Gareth’s coping with an eleventh month old baby with great forbearance as is Mark with his fraternal two year old twins. (I’d’ve joked ‘fratricidal’ here but it’d be out of keeping with the tone of the occasion.) I was thinking of leaving by quarter to eleven. Quentin told Gareth I’d wanted him to read prison John’s love letters, to give him a different …I snared the fugitive word, “perspective!” He affirmed John was good-looking, for his age. Quentin was encouraging me, because of my aforementioned retiring nature, to tell Gareth, who didn’t know any of it, the entire saga of prison John from start to finish with “Fade-out,” intruded by Mark who was getting the hang of the intermissions in that relationship and who didn’t think, from his experience, five months was long to get somebody off hard drugs and shoplifting. Gareth asked was I off the hook yet.
It was five to eleven! I went upstairs for my hoodie with my host I really wanted to be able at that juncture to address by name. I’d’ve liked to stay and he asked why not then. Daniel had arranged to sleep over though, as Quentin put it, having to share with somebody. That’d’ve been interesting, to see who with – not my host who’d be sleeping with Domenika – and to casually drop on prison John I had, but I’d never have slept, first night in a strange place, as I could when young. It’d’ve been an imposition.

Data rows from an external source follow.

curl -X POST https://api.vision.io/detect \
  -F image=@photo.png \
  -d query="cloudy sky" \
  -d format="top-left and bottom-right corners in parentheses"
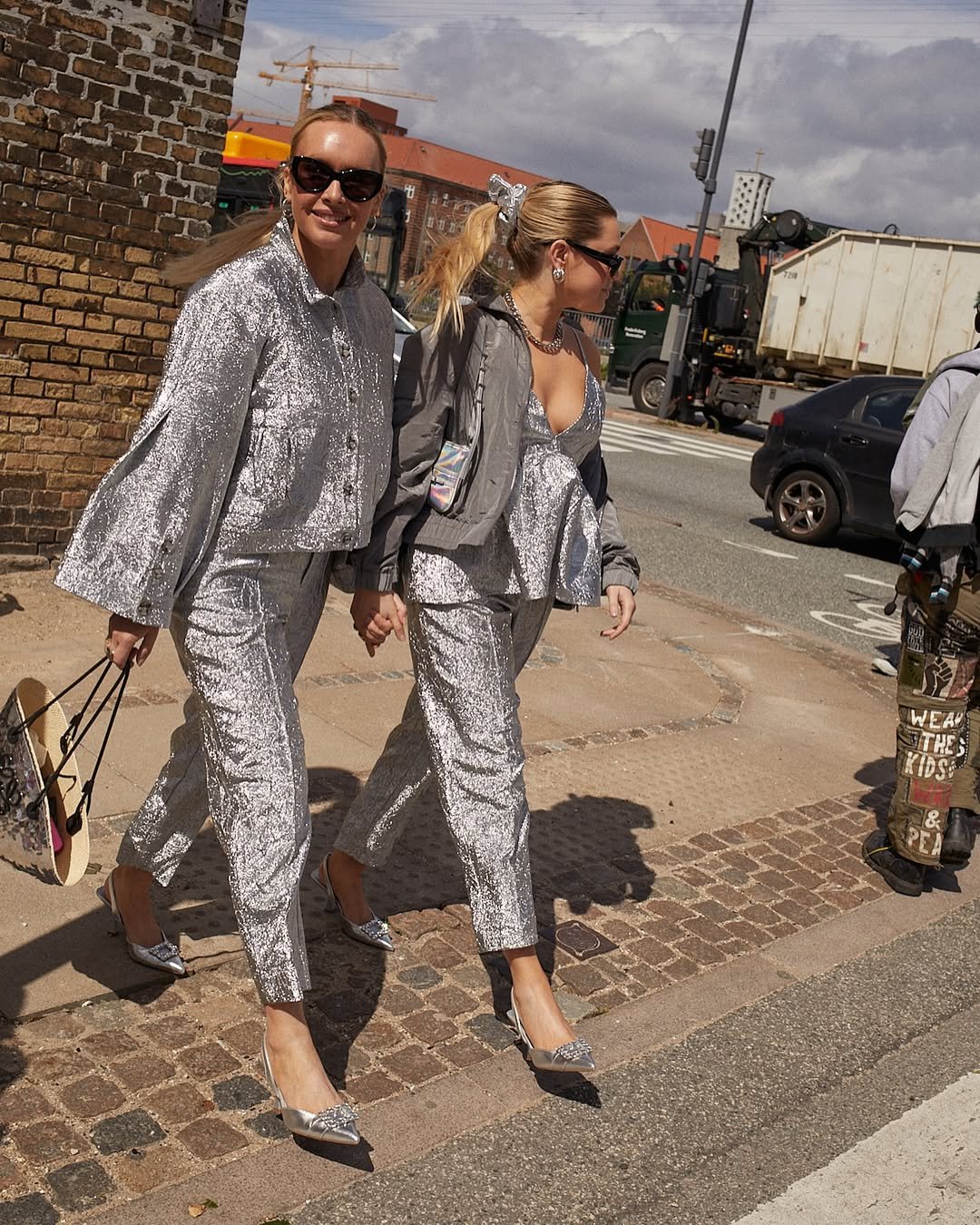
top-left (234, 0), bottom-right (980, 240)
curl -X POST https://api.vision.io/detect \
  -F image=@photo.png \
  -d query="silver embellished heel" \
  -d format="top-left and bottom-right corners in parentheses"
top-left (262, 1037), bottom-right (360, 1144)
top-left (507, 991), bottom-right (595, 1072)
top-left (95, 872), bottom-right (188, 979)
top-left (310, 855), bottom-right (395, 953)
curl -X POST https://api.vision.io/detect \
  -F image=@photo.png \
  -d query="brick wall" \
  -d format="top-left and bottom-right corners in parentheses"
top-left (0, 0), bottom-right (248, 555)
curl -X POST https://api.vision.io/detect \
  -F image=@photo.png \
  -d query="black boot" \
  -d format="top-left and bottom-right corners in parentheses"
top-left (861, 829), bottom-right (926, 898)
top-left (939, 808), bottom-right (976, 867)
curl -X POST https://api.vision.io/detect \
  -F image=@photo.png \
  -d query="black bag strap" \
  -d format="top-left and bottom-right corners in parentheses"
top-left (7, 659), bottom-right (132, 836)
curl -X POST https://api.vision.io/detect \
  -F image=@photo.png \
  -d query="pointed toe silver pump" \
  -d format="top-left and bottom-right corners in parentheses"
top-left (507, 991), bottom-right (595, 1072)
top-left (95, 872), bottom-right (188, 979)
top-left (262, 1037), bottom-right (360, 1144)
top-left (310, 855), bottom-right (395, 953)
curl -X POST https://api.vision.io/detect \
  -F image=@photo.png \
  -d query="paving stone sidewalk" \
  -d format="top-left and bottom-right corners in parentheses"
top-left (0, 568), bottom-right (921, 1225)
top-left (0, 791), bottom-right (901, 1225)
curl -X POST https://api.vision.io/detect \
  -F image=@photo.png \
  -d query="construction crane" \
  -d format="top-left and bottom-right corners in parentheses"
top-left (259, 46), bottom-right (436, 120)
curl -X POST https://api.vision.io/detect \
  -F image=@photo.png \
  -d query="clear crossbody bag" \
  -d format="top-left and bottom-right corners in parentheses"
top-left (429, 335), bottom-right (486, 514)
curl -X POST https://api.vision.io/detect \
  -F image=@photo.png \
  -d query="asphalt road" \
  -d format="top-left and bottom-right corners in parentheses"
top-left (603, 396), bottom-right (899, 661)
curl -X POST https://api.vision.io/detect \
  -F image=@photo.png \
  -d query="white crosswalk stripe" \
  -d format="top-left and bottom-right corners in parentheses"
top-left (603, 420), bottom-right (752, 463)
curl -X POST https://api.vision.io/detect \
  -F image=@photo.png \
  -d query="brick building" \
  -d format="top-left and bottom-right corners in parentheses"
top-left (0, 0), bottom-right (246, 554)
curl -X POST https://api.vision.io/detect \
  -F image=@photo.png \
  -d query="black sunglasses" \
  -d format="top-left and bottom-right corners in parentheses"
top-left (289, 157), bottom-right (385, 204)
top-left (558, 238), bottom-right (625, 277)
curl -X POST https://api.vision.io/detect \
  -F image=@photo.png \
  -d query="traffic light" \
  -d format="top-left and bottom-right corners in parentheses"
top-left (693, 260), bottom-right (714, 298)
top-left (664, 242), bottom-right (691, 293)
top-left (691, 127), bottom-right (714, 182)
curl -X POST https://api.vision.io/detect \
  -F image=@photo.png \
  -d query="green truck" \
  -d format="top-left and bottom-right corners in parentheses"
top-left (606, 210), bottom-right (833, 429)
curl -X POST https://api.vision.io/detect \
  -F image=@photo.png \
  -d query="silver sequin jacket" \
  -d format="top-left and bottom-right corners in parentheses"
top-left (55, 221), bottom-right (393, 626)
top-left (356, 298), bottom-right (640, 592)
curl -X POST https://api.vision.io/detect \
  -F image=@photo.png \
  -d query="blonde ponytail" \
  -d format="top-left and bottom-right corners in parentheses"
top-left (410, 176), bottom-right (616, 333)
top-left (410, 203), bottom-right (500, 335)
top-left (161, 209), bottom-right (283, 289)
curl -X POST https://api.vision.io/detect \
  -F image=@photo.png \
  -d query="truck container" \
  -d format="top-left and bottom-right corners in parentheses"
top-left (757, 230), bottom-right (980, 378)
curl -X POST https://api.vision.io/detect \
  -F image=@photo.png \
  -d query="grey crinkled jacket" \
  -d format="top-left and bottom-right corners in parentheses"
top-left (354, 298), bottom-right (640, 592)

Back in the kitchen I asked Quentin what Domenika’s husband’s name was. He wasn’t her husband, punctilious Quentin just had to say, didn’t he? “Partner then.” “Joe.” “Joe?” “Joe.” Domenika was laughing into the wall. How could anybody not remember ‘Joe’? I kissed Quentin goodbye. Gareth, leaning back, kept me at arm’s length with a firm handshake. Daniel stretched his hand out in the other room to be grasped. I was seen out, Domenika giving me directions how to go before turning her attention onto an arriving guest. I got lost but spied a bus going to Shadwell and ran for that. It contained predominantly white-dressed Muslim men at the back and black-garbed Muslim women of face and eyes at the front where sat I. I ran upstairs to the train at Bank, and went through the wrong gates at London Bridge but was let out again and caught the train to Waterloo East and the Reading fast train to Richmond, one hour five minutes to get back home.
Mark wanted to move my plants from beside the runnel to the balcony wall in order to paint the cement skirting of the flat wall from stairwell to …wherever. He wanted to move them onto Tina’s bit. I said he’d better ask. In fact he didn’t encroach on hers at all but moved the rosemary balcony box in front of the stairwell door where its protrusion was least impeding since anybody coming through for me and Leslie could go one side of it and Tina the other. Leslie, his friends, even Bob who wanted to know what option I’d chosen for the stairwell walls and railing, all managed.
Tina returned from wherever and asked had the painter moved the box there. I said he had. She said it was in people’s way, meaning hers, and should’ve been farther down my bit. I explained then it would be in the way of people visiting me and Leslie and that it wasn’t in anybody’s way – hers – where it was. She said it’d be there till Monday when the painters returned. I said I’d move it back myself once the paint dried.
I was moving wine back into the shed, toing and froing, when from inside the flat I heard a crack and on my next visit to the shed saw the rosemary had been broken, no sign of the bit broken off. Taking a leaf out of Diana’s book, I said loudly enough for her to hear from inside her flat that she was arrogant, that I’d get her for it and she needn’t think I wouldn’t.
She lost her locked shed door key with her bunch of door keys inside the shed.